Aside from Tijuana’s mayoral race, where Mr. Garza is a front-runner, the larger pool of independents this cycle isn’t gaining as much attention as 2015. Last year was the first time independents could run following a 2012 change in electoral law. In some cases, so many independents have entered races that they appear to be splitting votes. But analysts also point to "El Bronco’s" success as part of the reason independents aren’t shining as bright this year.

Established parties have adapted some of the language and campaign tactics that helped the likes of El Bronco rise to power, says Mr. Wood. “A lot of party politicians have jumped on board with the anticorruption message popular with independents, saying ‘we are less corrupt than the other party,’” he says. “Fighting corruption has become part of the national discourse.”

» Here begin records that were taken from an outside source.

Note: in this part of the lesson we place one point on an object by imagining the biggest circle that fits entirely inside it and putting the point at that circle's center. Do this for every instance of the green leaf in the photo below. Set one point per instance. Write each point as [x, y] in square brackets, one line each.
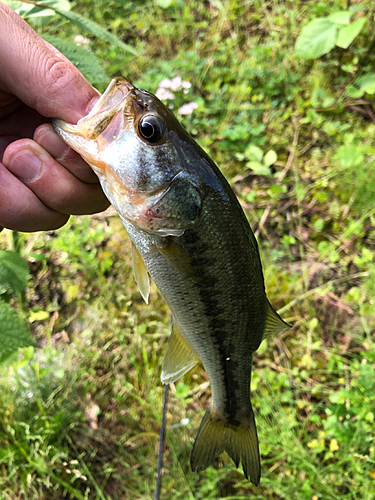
[258, 168]
[14, 272]
[14, 333]
[254, 153]
[348, 33]
[88, 64]
[340, 17]
[316, 39]
[367, 83]
[27, 11]
[354, 92]
[96, 30]
[164, 4]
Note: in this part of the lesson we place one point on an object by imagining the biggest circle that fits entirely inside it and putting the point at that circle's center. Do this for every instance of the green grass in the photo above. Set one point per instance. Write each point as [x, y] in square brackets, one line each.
[80, 416]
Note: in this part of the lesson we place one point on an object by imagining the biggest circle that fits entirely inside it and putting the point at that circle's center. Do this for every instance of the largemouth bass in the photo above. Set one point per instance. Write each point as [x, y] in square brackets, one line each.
[188, 232]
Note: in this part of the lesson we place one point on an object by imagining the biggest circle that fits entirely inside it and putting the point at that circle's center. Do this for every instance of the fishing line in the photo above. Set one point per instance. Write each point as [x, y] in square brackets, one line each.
[161, 442]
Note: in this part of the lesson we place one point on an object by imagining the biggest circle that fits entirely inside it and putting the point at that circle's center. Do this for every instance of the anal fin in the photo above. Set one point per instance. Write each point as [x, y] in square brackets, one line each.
[179, 358]
[274, 323]
[240, 442]
[141, 275]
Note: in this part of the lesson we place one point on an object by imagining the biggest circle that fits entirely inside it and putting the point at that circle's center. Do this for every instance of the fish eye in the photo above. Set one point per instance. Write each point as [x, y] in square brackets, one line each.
[151, 128]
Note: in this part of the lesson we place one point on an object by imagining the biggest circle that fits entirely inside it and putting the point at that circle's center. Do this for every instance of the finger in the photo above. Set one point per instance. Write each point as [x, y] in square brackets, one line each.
[52, 183]
[41, 77]
[46, 137]
[21, 209]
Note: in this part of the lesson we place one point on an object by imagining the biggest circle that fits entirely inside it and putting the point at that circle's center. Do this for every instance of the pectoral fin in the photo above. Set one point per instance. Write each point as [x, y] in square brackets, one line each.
[141, 275]
[184, 262]
[179, 358]
[274, 323]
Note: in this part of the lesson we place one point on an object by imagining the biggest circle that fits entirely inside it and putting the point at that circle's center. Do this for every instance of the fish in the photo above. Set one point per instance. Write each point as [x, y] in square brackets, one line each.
[191, 236]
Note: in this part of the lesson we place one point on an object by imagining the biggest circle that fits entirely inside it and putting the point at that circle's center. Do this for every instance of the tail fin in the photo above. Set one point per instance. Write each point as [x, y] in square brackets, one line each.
[240, 443]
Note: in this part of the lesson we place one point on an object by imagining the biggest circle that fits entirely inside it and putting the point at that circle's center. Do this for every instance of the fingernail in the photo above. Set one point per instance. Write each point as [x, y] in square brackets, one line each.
[25, 165]
[53, 143]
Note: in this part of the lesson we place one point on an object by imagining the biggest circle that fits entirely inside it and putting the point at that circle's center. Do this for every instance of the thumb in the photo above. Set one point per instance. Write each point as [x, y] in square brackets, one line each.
[38, 74]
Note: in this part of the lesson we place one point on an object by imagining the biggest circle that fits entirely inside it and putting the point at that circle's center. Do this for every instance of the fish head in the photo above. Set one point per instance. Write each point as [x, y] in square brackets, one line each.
[142, 156]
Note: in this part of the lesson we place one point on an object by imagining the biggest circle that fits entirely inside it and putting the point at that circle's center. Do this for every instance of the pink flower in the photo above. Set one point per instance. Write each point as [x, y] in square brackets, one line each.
[188, 108]
[164, 94]
[176, 83]
[166, 83]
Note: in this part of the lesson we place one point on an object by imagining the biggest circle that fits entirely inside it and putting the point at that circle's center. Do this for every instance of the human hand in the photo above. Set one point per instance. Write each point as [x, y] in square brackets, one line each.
[42, 180]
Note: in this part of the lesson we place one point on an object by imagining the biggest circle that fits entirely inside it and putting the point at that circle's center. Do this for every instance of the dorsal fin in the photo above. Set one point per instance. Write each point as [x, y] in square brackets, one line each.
[274, 323]
[141, 273]
[179, 358]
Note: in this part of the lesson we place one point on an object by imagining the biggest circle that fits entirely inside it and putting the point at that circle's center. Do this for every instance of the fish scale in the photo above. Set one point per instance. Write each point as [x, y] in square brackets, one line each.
[191, 235]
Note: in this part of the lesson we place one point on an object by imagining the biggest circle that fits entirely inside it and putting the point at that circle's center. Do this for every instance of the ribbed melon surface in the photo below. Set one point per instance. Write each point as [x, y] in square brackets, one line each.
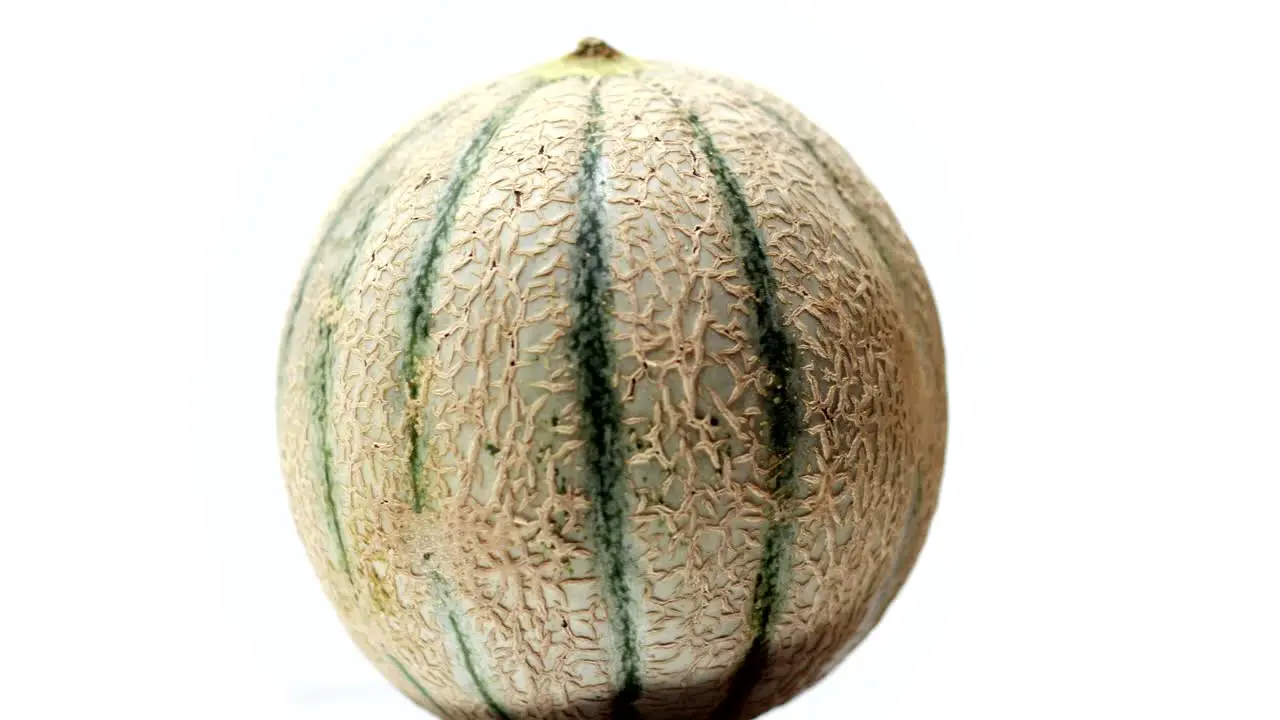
[611, 388]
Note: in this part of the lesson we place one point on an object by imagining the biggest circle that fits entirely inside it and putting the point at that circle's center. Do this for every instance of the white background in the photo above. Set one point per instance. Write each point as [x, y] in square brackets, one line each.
[1092, 187]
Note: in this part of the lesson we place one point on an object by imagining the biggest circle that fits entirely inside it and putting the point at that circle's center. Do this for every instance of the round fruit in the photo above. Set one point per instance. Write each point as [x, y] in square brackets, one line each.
[611, 388]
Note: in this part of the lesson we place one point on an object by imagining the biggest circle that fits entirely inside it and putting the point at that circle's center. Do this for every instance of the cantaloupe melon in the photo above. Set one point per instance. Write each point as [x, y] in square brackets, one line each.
[611, 390]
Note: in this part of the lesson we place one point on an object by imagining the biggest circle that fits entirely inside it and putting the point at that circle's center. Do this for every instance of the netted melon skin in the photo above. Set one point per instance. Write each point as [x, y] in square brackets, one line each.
[611, 391]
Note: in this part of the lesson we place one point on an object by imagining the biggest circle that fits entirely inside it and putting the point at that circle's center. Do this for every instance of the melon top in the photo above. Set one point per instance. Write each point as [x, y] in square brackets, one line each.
[611, 388]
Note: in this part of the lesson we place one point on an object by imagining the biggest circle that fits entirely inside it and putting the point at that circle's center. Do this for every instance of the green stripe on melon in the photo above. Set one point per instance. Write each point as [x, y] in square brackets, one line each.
[593, 402]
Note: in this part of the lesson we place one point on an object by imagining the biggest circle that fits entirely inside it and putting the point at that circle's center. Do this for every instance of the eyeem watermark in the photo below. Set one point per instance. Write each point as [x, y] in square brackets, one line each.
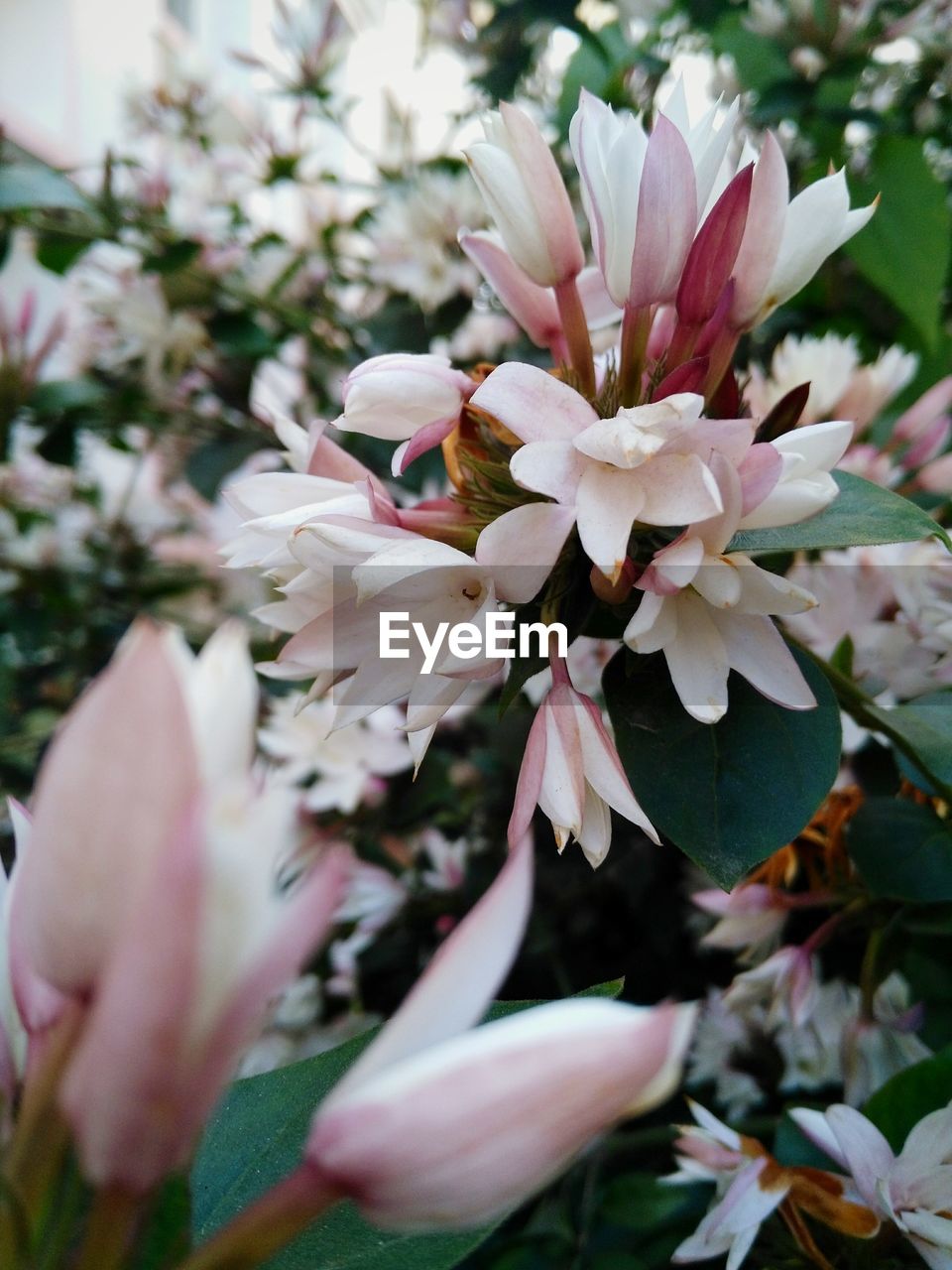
[467, 640]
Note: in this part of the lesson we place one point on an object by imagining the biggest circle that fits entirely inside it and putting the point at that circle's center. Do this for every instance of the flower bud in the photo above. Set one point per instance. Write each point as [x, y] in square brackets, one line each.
[526, 195]
[466, 1132]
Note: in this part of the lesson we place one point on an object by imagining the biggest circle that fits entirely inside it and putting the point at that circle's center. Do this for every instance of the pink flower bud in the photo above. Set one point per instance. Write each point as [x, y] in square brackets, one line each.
[934, 402]
[526, 195]
[929, 444]
[714, 253]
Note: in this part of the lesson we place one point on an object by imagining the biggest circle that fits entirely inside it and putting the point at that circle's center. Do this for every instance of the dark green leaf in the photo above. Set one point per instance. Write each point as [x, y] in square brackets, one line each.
[643, 1203]
[927, 724]
[904, 250]
[733, 793]
[597, 64]
[902, 851]
[902, 1101]
[212, 462]
[761, 63]
[63, 397]
[793, 1150]
[861, 515]
[26, 186]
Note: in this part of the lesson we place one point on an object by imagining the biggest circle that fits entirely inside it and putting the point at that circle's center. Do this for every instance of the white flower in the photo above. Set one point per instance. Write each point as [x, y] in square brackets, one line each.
[911, 1191]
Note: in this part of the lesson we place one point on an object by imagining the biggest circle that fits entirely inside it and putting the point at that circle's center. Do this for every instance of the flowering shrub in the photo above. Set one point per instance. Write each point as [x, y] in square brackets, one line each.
[671, 381]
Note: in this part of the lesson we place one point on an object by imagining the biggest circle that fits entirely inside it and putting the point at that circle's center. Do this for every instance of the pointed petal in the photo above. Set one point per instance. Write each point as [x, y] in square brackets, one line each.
[603, 767]
[462, 976]
[666, 216]
[607, 503]
[756, 649]
[112, 786]
[679, 489]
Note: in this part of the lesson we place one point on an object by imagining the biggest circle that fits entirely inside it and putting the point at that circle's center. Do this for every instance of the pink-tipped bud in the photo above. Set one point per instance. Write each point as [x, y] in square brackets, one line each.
[465, 1132]
[929, 444]
[531, 305]
[714, 253]
[527, 198]
[395, 395]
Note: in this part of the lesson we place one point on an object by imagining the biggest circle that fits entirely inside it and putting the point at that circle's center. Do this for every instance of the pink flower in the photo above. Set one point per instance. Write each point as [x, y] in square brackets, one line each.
[648, 462]
[439, 1127]
[571, 770]
[405, 397]
[150, 896]
[783, 243]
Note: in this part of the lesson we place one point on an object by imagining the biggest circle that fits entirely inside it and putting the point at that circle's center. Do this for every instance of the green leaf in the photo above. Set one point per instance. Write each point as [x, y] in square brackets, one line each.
[255, 1138]
[733, 793]
[26, 186]
[60, 252]
[598, 64]
[927, 725]
[904, 1100]
[211, 463]
[904, 250]
[902, 851]
[166, 1236]
[643, 1202]
[793, 1148]
[862, 515]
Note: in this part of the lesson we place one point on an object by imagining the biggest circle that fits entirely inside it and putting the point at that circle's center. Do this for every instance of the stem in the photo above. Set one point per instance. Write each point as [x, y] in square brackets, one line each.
[720, 356]
[636, 327]
[869, 980]
[576, 334]
[41, 1134]
[109, 1229]
[275, 1219]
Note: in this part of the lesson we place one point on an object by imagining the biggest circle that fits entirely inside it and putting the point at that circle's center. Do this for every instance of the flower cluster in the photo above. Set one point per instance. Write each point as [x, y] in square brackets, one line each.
[625, 479]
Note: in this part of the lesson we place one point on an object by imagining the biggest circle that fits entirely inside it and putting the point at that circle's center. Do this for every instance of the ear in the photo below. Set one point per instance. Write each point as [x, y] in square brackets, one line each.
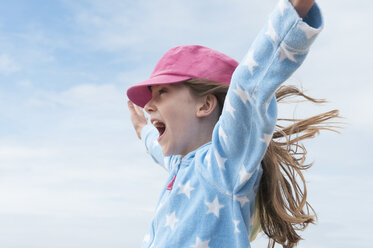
[206, 105]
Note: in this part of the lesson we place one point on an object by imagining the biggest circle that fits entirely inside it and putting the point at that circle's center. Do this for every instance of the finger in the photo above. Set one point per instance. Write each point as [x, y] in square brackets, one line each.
[139, 110]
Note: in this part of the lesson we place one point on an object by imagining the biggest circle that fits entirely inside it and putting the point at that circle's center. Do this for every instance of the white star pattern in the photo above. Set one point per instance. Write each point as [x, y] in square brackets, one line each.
[222, 134]
[244, 176]
[283, 6]
[208, 158]
[214, 207]
[272, 32]
[201, 244]
[220, 160]
[250, 61]
[236, 222]
[244, 95]
[229, 108]
[186, 189]
[147, 238]
[171, 220]
[242, 200]
[310, 32]
[286, 54]
[267, 138]
[268, 102]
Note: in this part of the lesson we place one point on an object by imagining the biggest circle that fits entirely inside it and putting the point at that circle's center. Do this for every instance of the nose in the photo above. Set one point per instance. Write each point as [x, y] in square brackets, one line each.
[150, 107]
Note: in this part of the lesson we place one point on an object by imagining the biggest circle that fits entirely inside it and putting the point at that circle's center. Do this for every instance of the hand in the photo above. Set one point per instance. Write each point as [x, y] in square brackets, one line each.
[138, 118]
[302, 6]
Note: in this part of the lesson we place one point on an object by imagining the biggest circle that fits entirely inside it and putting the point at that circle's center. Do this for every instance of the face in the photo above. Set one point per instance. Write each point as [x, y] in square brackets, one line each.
[172, 111]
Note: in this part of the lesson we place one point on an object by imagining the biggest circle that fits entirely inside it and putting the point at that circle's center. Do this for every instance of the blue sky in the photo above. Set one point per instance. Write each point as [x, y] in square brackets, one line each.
[72, 172]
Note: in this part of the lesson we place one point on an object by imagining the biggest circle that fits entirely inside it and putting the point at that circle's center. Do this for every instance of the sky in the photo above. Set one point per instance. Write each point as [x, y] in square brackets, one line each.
[72, 171]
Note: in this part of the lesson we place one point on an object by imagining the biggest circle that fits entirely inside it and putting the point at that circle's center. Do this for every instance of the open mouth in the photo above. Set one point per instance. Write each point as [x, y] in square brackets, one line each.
[160, 126]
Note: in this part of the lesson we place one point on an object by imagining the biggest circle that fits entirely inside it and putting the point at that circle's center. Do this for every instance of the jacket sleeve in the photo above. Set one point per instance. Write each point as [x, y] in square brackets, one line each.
[244, 130]
[149, 136]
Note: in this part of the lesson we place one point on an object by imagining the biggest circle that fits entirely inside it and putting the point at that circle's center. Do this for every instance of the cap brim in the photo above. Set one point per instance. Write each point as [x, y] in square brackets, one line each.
[140, 94]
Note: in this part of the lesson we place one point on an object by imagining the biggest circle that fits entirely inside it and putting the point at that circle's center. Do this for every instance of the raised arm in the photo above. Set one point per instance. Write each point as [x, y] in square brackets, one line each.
[245, 128]
[302, 6]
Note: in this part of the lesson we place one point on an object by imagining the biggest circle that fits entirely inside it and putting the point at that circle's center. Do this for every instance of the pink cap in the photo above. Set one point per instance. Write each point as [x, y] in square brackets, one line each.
[182, 63]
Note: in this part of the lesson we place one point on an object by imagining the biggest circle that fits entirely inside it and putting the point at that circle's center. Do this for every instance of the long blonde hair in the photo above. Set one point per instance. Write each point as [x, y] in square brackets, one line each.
[281, 204]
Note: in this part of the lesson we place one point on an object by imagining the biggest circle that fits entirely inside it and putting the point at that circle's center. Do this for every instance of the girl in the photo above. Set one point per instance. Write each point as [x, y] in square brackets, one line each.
[219, 144]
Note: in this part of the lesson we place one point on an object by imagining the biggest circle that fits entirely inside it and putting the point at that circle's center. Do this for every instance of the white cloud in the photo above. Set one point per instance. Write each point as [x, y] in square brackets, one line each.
[8, 65]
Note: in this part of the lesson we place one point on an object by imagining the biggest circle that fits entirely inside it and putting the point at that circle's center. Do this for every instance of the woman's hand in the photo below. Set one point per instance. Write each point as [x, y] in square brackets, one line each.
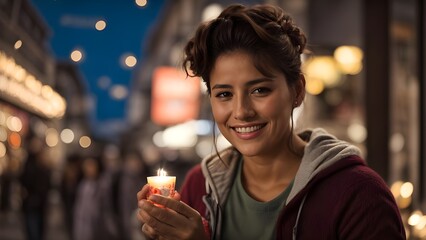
[168, 218]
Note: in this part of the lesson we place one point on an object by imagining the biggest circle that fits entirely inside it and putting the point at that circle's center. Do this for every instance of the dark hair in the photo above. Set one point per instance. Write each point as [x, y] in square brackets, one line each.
[265, 32]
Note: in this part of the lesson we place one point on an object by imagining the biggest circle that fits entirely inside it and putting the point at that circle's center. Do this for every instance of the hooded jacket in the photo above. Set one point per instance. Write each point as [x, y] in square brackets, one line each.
[335, 195]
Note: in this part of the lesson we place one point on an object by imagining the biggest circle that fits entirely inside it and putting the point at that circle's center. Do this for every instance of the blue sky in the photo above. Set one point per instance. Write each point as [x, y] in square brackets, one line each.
[128, 27]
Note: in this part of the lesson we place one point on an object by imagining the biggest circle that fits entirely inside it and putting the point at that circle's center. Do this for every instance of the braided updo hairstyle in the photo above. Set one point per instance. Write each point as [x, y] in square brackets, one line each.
[265, 32]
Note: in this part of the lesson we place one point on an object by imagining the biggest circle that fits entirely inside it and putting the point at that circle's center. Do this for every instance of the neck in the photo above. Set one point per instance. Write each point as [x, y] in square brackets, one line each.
[265, 177]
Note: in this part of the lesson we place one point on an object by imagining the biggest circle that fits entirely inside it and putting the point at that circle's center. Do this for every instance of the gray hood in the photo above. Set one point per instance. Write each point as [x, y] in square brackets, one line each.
[322, 150]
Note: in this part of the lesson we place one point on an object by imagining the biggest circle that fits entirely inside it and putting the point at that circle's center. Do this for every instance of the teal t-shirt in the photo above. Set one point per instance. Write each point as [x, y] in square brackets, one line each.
[246, 218]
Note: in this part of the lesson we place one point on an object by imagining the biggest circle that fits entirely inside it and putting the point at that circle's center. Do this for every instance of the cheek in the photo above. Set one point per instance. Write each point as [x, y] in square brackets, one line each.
[220, 112]
[276, 109]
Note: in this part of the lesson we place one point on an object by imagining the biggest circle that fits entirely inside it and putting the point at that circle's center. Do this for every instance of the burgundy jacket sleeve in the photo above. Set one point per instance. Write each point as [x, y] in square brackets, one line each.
[193, 189]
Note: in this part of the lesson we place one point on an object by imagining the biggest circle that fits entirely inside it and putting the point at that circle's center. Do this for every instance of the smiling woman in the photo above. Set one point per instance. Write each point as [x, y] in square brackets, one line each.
[270, 182]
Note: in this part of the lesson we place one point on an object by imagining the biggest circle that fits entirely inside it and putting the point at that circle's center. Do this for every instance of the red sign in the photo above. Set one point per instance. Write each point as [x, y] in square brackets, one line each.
[175, 98]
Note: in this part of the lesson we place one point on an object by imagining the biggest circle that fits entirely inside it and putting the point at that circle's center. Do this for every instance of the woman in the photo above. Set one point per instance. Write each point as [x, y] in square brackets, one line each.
[272, 183]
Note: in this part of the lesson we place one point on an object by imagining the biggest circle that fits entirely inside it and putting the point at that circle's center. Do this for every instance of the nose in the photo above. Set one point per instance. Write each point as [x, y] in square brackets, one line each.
[243, 108]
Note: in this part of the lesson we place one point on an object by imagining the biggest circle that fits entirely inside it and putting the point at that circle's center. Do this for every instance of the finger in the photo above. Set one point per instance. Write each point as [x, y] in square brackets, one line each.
[157, 218]
[149, 232]
[177, 206]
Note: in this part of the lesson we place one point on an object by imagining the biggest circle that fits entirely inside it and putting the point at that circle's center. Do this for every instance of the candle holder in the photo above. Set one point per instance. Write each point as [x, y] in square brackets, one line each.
[162, 184]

Corruption and “impunity are key problems of our contemporary political system,” says Mr. Poiré. But, “it’s not that simple to implement anti-corruption and anti-impunity measures. Outcomes and results take a little longer than expected, and people can grow restless,” he says.

That’s been the case for Lara Teresa Orozco, pushing a stroller in Monterrey’s historic center on a recent afternoon. “I’d have to say I’ve been a little disappointed,” with El Bronco, she says. She voted for him last summer after years of voting PRI. But Ms. Orozco says her dissatisfaction has less to do with missteps in office and more with her own expectations.

“You just start to believe with all the speeches that choosing someone who isn’t part of [an established party] will be the answer to Mexico’s problems. Not a small step to change, but the step that changes everything,” she says.

More transparency

Mr. Rodriguez (El Bronco), who took office in October 2015, had a rocky start. Within the first five months of his administration, five members of his cabinet – each hand picked for their ties to the community or leadership history, not party affiliation – resigned. Most cited “personal reasons,” though the final exit, by Rogelio Benavides Pintos, was pinned to the government’s purchase of 200,000 blankets at inflated prices. Mr. Benavídes Pintos was involved in the scandal and stepped down so that there could be a transparent investigation, he said, something many observers pointed to as a positive.

“In terms of El Bronco’s government, I think it’s too early to judge in terms of policy change,” says Poiré. So far he’s cut state spending by roughly $92 million and focused on strengthening his cabinet. “But a couple of indicators are uplifting and optimistic, [like] the emphasis on transparency and on the participation of different groups in civil society in shaping the agenda. And more importantly the dedication to mechanisms for follow-up,” like the state’s “Citizen Council,” which gives more platforms for constituent voices and feedback in the governing process.

El Bronco says he and his team spend roughly three hours a day answering thousands of messages from voters on social media, and he freely shares his phone number with anyone who asks.

“The people are now asking their governor to do something. They have access to him and can say, ‘Hey, do something about this,’” he said during a press conference earlier this year. "That's a good thing," even if it's criticism, he said.

Poiré sees two different party strategies in combating independents this election and down the line. “In certain locations where parties felt independent candidates would be particularly attractive, there were efforts this year to make it harder for independents to register,” he says. “But the broader movement has been to think about ways independent candidates might actually … decentralize the vote” and work as a tool for one established party against another, he says.

He expects the independent candidate phenomenon to keep gaining steam here. And even if party machines keep adapting to the new kids on the block, it’s not always about winning, Poiré says. “Independents are raising new issues and pushing new agendas,” he says.

“It’s a very welcome development for Mexico."